Let \(B\) be a finite Boolean algebra. If \(b\) is a nonzero element of \(B\), then there is an atom \(a\) in \(B\) such that \(a \preceq b\).

Let \(a\) and \(b\) be atoms in a finite Boolean algebra \(B\) such that \(a \neq b\). Then \(a \wedge b = O\).

Let \(B\) be a Boolean algebra and \(a, b \in B\). The following statements are equivalent.

\(a \preceq b\).

\(a \wedge b' = O\).

\(a' \vee b = I\).

Let \(B\) be a Boolean algebra and \(b\) and \(c\) be elements in \(B\) such that \(b \not\preceq c\). Then there exists an atom \(a \in B\) such that \(a \preceq b\) and \(a \not\preceq c\).

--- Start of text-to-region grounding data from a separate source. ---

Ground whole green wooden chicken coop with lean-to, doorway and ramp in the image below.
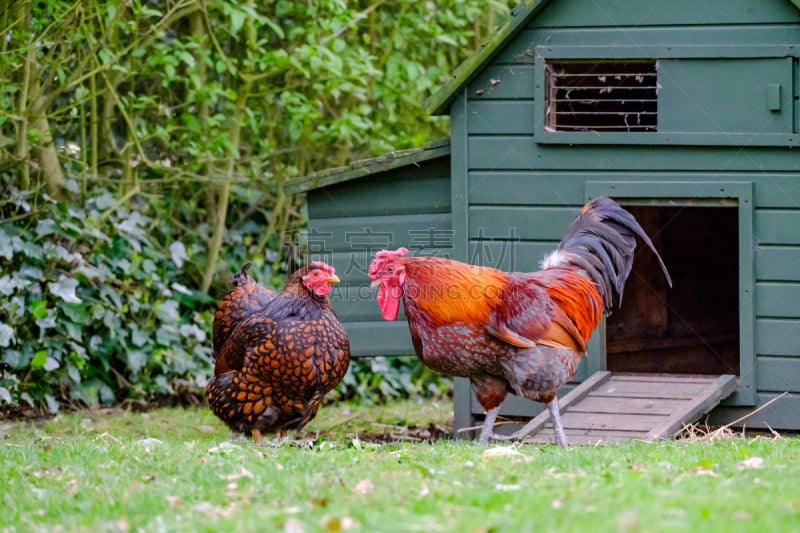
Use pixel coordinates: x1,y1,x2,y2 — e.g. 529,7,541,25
289,0,800,442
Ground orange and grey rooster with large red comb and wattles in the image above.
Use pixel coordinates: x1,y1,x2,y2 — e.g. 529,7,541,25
369,197,672,447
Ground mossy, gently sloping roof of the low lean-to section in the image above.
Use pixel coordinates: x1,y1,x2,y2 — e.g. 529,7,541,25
285,138,450,194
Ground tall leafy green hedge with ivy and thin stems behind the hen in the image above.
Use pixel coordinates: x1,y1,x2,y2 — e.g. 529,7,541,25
0,0,506,412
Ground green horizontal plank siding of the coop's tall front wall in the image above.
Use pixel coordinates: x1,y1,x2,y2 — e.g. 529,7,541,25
451,0,800,429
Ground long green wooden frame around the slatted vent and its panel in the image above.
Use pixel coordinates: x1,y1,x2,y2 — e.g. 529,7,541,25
533,44,800,146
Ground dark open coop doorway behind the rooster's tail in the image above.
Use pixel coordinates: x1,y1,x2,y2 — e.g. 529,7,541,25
606,204,741,376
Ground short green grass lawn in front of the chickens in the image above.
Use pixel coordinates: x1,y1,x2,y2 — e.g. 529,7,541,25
0,402,800,533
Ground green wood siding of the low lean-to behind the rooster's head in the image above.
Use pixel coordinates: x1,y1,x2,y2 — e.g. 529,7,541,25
308,157,453,356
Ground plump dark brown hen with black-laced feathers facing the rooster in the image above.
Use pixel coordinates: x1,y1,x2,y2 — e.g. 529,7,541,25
206,261,350,441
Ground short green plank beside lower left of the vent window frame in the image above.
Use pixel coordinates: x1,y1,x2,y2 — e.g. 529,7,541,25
467,100,533,135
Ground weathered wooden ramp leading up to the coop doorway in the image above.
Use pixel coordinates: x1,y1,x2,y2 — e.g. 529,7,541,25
512,372,736,445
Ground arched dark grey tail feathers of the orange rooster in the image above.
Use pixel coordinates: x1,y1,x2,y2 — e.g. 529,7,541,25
542,196,672,314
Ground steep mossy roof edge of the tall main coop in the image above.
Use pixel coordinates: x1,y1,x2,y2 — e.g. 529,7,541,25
424,0,800,115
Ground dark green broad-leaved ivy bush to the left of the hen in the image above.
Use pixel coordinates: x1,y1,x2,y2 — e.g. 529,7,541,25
0,183,212,413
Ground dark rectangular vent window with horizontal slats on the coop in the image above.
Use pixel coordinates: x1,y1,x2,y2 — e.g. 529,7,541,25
545,60,658,132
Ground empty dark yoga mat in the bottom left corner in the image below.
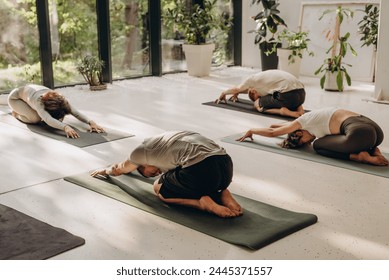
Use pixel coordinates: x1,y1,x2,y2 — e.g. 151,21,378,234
0,204,85,260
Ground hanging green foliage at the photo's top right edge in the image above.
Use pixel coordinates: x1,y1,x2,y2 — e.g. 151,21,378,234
358,4,380,50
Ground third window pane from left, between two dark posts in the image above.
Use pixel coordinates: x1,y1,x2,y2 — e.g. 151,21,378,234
110,0,150,79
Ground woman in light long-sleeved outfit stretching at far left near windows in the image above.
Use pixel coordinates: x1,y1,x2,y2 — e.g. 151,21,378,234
8,84,104,138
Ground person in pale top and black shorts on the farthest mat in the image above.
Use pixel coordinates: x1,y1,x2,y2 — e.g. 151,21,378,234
215,70,305,118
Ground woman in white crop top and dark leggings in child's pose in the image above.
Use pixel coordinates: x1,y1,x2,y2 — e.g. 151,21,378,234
237,108,388,166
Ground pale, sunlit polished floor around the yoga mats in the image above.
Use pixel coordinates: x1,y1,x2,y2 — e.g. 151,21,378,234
0,67,389,260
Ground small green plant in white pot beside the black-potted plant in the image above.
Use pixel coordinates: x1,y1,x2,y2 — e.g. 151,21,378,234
277,29,313,78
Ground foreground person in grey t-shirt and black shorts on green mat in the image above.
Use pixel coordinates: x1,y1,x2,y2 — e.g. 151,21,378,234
91,131,243,218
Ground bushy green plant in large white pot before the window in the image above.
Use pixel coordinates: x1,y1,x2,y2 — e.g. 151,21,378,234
164,0,230,77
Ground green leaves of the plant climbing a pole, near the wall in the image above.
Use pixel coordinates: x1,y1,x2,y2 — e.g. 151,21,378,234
315,6,357,91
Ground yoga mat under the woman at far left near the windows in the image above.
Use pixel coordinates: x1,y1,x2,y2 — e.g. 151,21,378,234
0,114,134,148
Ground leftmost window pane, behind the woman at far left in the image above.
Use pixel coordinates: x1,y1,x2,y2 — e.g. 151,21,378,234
0,0,41,92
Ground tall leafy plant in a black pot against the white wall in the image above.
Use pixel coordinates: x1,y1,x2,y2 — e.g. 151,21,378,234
249,0,287,71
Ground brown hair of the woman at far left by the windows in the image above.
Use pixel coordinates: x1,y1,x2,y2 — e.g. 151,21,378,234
42,91,71,120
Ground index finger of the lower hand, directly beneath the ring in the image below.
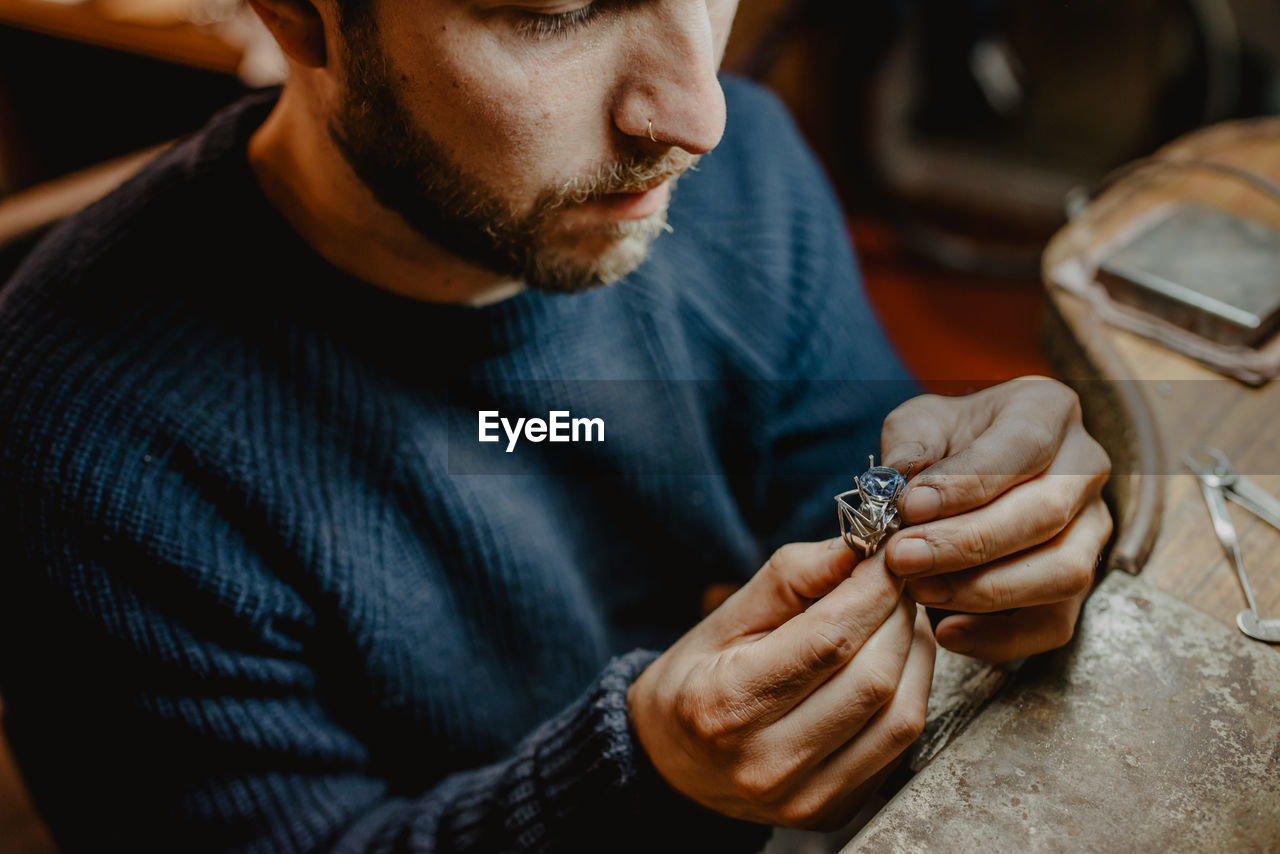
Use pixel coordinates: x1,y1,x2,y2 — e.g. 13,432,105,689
723,554,902,726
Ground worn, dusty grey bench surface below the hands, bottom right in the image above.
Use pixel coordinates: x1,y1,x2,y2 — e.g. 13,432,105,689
844,574,1280,854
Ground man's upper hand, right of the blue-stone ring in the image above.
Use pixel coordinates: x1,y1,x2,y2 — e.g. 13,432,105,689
881,378,1111,661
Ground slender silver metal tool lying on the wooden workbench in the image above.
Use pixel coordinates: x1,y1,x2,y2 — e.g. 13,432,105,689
1184,448,1280,644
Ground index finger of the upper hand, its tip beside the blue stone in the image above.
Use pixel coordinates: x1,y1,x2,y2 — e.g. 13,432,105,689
901,380,1090,525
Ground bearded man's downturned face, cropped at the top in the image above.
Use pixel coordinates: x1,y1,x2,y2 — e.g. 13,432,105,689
330,0,737,292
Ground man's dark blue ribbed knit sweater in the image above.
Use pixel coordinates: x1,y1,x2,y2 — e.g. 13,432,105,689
0,79,911,853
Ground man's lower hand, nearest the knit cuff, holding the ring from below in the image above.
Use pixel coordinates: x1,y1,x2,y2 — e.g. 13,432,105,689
627,539,936,830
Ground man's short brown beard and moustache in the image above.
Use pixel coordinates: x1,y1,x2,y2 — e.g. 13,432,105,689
329,22,698,293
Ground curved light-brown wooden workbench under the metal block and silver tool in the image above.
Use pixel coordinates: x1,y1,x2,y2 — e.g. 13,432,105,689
1043,118,1280,626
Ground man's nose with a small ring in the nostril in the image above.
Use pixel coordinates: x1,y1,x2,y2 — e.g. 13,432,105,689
613,0,724,154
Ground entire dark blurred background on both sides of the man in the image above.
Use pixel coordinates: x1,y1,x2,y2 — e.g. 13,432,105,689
0,0,1280,851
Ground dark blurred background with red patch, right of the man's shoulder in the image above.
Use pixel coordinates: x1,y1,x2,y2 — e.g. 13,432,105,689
727,0,1280,393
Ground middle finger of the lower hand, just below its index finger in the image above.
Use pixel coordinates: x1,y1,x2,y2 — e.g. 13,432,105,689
759,598,915,769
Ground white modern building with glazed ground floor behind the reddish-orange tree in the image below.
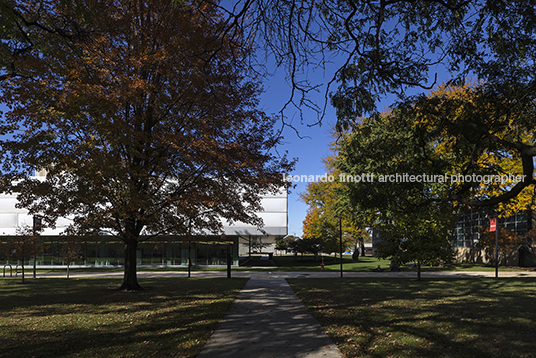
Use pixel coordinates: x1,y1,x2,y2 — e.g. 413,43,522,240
0,176,288,266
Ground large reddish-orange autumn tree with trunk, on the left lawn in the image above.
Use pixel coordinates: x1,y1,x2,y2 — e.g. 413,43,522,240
0,0,292,290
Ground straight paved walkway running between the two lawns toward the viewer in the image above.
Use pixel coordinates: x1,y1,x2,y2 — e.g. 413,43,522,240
197,275,342,358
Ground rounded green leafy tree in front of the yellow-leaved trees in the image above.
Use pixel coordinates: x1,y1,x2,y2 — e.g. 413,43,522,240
336,96,457,277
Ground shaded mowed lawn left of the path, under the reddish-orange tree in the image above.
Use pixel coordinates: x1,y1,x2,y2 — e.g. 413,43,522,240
0,278,247,358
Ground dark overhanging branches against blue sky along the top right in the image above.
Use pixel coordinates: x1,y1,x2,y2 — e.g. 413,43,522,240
187,0,536,124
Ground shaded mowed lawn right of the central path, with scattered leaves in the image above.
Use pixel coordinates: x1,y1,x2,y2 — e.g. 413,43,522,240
288,278,536,358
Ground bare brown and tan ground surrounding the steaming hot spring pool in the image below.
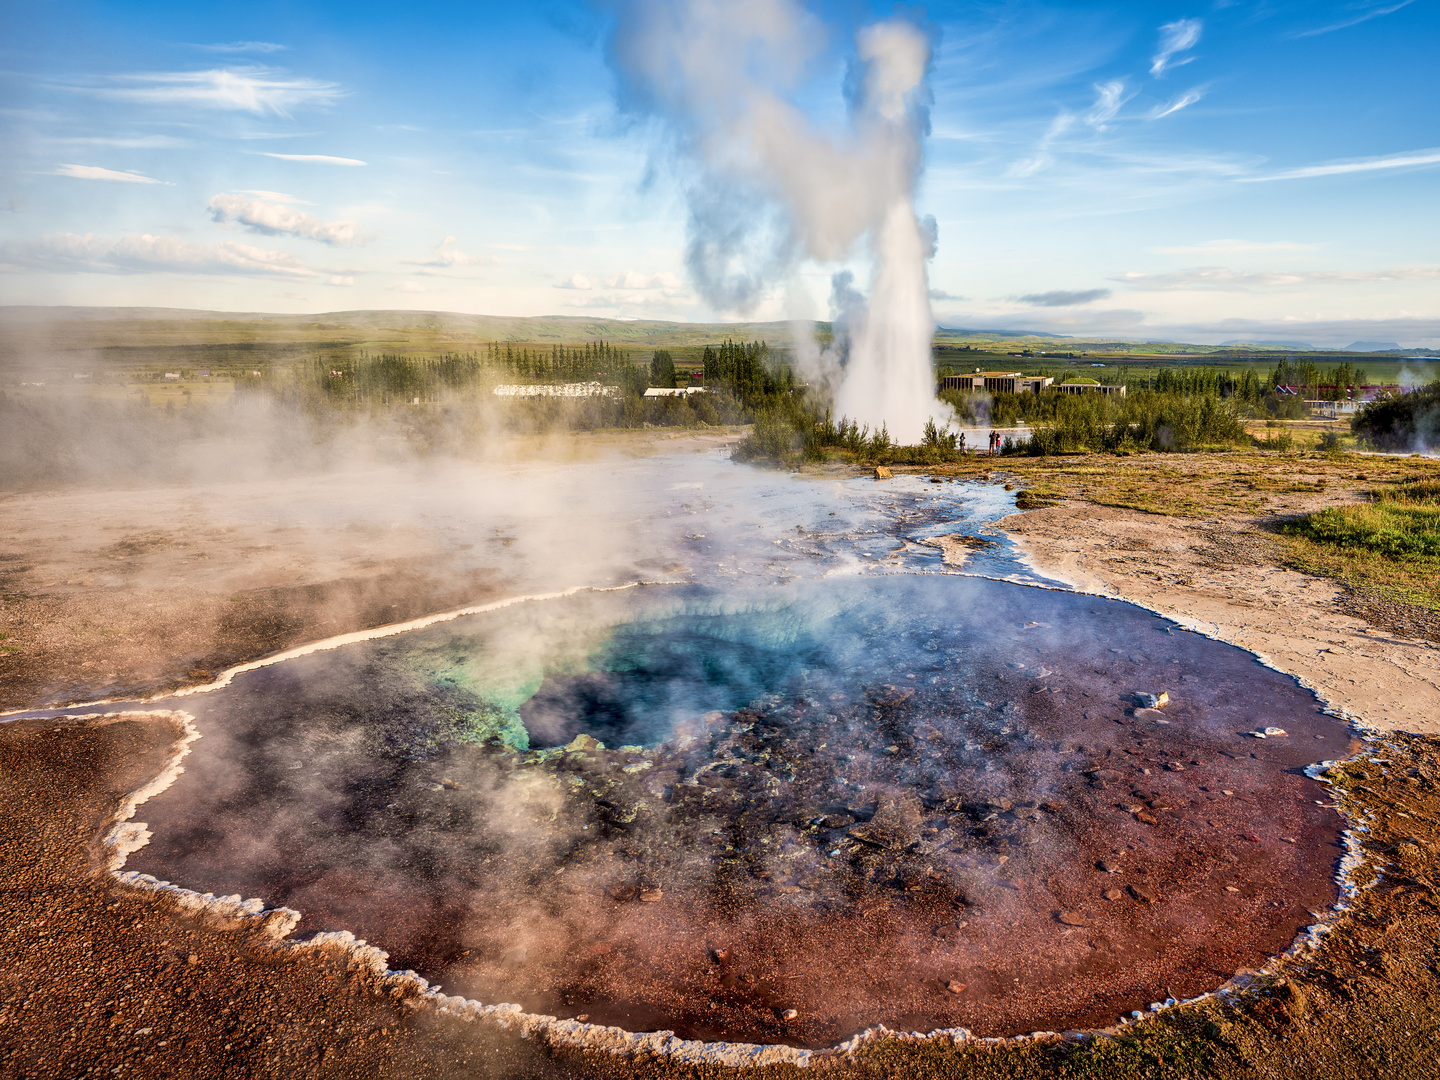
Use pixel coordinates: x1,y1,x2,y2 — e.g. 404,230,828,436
0,455,1440,1080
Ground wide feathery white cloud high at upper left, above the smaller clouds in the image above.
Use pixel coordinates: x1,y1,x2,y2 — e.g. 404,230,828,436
96,66,344,115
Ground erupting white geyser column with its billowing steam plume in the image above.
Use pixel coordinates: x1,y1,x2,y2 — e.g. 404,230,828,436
612,0,943,439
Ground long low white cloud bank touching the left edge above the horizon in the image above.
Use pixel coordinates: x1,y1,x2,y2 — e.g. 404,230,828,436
0,232,315,278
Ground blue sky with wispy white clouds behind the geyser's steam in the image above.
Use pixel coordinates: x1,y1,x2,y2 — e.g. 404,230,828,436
0,0,1440,347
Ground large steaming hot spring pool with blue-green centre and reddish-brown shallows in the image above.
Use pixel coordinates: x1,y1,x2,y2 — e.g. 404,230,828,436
128,573,1348,1047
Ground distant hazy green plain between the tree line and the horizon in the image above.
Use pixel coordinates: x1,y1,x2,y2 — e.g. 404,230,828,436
0,307,1440,403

Let \(b \in B\) and \(a_1, \ldots, a_n\) be the atoms of \(B\) such that \(a_i \preceq b\). Then \(b = a_1 \vee \cdots \vee a_n\). Furthermore, if \(a, a_1, \ldots, a_n\) are atoms of \(B\) such that \(a \preceq b\), \(a_i \preceq b\), and \(b = a \vee a_1 \vee \cdots \vee a_n\), then \(a = a_i\) for some \(i = 1, \ldots, n\).

Let \(B\) be a finite Boolean algebra. Then there exists a set \(X\) such that \(B\) is isomorphic to \({\mathcal P}(X)\).

We leave the proof of the following corollary as an exercise.

The order of any finite Boolean algebra must be \(2^n\) for some positive integer \(n\).